Ecosystem Co-Design towards a sustainable Anthropocene

Thematic Focus

Humans have been changing their environment for ages by managing ecosystems and using their goods and services - increasingly recognized as ‘Anthropocene’. Some of those changes may be irreversible, others may be altered to maintain critical ecosystem processes and services. PA 4 addresses questions related to achieving a more sustainable Anthropocene. This would be characterised by humans actively shaping their environment with specific societal and ecological goals, explicitly paying attention to the influence of local action on regional and global scales.

Such strategy requires Ecosystem Co-Design, aiming to sustain or improve the provisioning of ecosystem services and their interface with society through science and participation of local human communities and relevant knowledge providers. This includes developing a new ‘conservationism’ with co-designed coastal ecosystems that most efficiently provide those ecosystem services most urgently needed and are able to tolerate ongoing environmental changes for maintaining or re-establishing critical processes and services of ecosystems.

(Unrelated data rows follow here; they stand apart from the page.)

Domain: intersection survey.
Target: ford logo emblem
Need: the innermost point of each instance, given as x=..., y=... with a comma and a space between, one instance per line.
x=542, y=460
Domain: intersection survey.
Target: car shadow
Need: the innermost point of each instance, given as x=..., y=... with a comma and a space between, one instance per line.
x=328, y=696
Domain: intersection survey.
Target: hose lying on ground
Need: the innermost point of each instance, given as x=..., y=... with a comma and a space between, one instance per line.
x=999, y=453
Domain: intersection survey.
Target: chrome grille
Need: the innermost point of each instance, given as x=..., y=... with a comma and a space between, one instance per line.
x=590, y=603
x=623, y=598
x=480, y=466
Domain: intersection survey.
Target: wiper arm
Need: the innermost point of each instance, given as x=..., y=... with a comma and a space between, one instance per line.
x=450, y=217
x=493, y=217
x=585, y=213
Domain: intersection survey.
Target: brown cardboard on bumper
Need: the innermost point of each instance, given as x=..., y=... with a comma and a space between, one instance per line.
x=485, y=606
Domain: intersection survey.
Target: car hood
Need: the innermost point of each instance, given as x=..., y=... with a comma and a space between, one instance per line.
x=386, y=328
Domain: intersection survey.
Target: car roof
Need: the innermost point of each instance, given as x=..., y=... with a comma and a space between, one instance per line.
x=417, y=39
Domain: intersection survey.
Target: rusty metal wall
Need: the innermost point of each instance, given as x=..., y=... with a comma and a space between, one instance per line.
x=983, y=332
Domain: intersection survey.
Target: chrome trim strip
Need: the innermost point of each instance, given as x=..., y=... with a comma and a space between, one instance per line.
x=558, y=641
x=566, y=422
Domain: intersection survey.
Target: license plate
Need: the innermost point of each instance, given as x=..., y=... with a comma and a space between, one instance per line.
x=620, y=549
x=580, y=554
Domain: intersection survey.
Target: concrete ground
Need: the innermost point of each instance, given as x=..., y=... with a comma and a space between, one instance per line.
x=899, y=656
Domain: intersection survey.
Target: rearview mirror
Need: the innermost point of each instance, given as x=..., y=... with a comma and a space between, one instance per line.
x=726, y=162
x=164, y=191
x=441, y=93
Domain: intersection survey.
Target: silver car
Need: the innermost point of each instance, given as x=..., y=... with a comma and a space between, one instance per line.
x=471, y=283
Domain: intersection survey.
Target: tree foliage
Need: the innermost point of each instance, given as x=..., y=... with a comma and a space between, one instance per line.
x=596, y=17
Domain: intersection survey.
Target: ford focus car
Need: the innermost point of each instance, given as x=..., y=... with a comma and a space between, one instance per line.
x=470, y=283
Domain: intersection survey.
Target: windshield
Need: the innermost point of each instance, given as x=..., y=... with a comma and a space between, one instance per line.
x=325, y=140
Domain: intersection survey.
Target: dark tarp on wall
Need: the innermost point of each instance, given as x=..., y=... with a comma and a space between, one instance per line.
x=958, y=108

PA 4 works on approaches of how ecosystem management, conservation and co-design can be developed in the light of the ecosystem services required locally, regionally and globally. In this context, a well-defined approach to stakeholder engagement is of outmost importance to achieve genuine co-design, in order to prepare fair participation and negotiation, e.g., among governments, local users and stakeholders, opposing and competing interest groups[1] . The degree of uncertainties in assessing potential desirable and undesirable environmental changes resulting from ecosystem co-design showcases the need for integration of detailed knowledge, empirically based governance frameworks, and management systems that ensure sustainable ecosystem use.

In this PA, ecosystem processes which drive ecosystem services, as well as knowledge systems and society's relationship with ecosystems, are studied in a parallel and integrated manner. Known unknowns, unknown unknowns, and potential unexpected outcomes and consequences of Ecosystem Co-Design are identified, studied and analysed from ecological and societal perspectives.